Putting the Sec in DevOps: getting started with DevSecOps

Global forward thinking IT leaders and practitioners urge that DevSecOps is more than just a cobbled-up term. Credible research by Synk.io and Gartner reveals that enabling DevSecOps helps introduce a lot of productivity gains and efficiencies in the modern "software engineering factory".

• First, if developers take an observability-by-design approach, they can boost application performance and resulting user experience from the get-go.
• Next, DevSecOps not only helps introduce Security testing in CI/CD but also helps embrace a shared responsibility mindset by spreading Security related responsibilities across developers, security architects, CISO organisation, and site reliability engineers.
• Inherently, DevSecOps methodology based software quality gates can assist enterprises to contain and minimise costly production incidents that erode customer confidence.

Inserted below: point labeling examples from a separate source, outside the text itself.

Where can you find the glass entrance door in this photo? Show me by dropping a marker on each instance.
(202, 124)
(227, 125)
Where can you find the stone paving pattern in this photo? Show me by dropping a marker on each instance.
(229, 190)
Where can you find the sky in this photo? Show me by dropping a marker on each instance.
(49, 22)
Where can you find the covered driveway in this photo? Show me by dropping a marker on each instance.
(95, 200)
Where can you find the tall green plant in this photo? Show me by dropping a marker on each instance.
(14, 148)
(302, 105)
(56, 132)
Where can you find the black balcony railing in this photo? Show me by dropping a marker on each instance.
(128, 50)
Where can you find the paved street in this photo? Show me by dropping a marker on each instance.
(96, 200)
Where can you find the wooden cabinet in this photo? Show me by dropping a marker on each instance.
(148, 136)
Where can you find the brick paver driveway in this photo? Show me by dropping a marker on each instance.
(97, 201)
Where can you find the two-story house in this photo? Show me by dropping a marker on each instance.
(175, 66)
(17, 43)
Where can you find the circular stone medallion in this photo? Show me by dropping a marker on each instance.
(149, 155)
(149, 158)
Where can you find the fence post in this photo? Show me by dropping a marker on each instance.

In practical sense, DevSecOps introduce triple optimisation mechanism:

1. enablement of a dev optimisation stage
2. a host/app vulnerability scan gate for each change/release introduced via CI/CD process and
3. a scientific release scoring mechanism in form of a software quality-check gate that allows only performant releases to be deployed to production.

The fun doesn’t stop here, the security gate helps detect Log4j vulnerability-like situations driven atop a continuous and automated all-encompassing full-stack observability agent. This helps shift left from a reactive SecOps-only approach to early risk detection, mitigation, and management.

The talk aims to benefit developers, release train engineers, engineering management (VPs/CTO/Mgrs), SRE, Testers, CISO, platform engineers and other IT roles.

The key objective of the session is to showcase good practices surrounding DevSecOps and its step-by-step building blocks.

***

Nik Jain, Regional Director (Solution Engineering), ANZ at Dynatrace

Nik is a value engineer and business consultant at Heart. Formally, he is Director of Solution Engineering for Dynatrace ANZ and currently heads up a team of Solution Consultants and Architects in the region. Nik has more than a decade of BizOps, Release Automation, SRE, and DevOps consulting experience for leading global software vendors in the space. In addition, Nik has featured as a speaker at world-leading conferences like Reinvent, Kubecon, DevOpsDaysTalk, Perform, Chaos Carnival and more.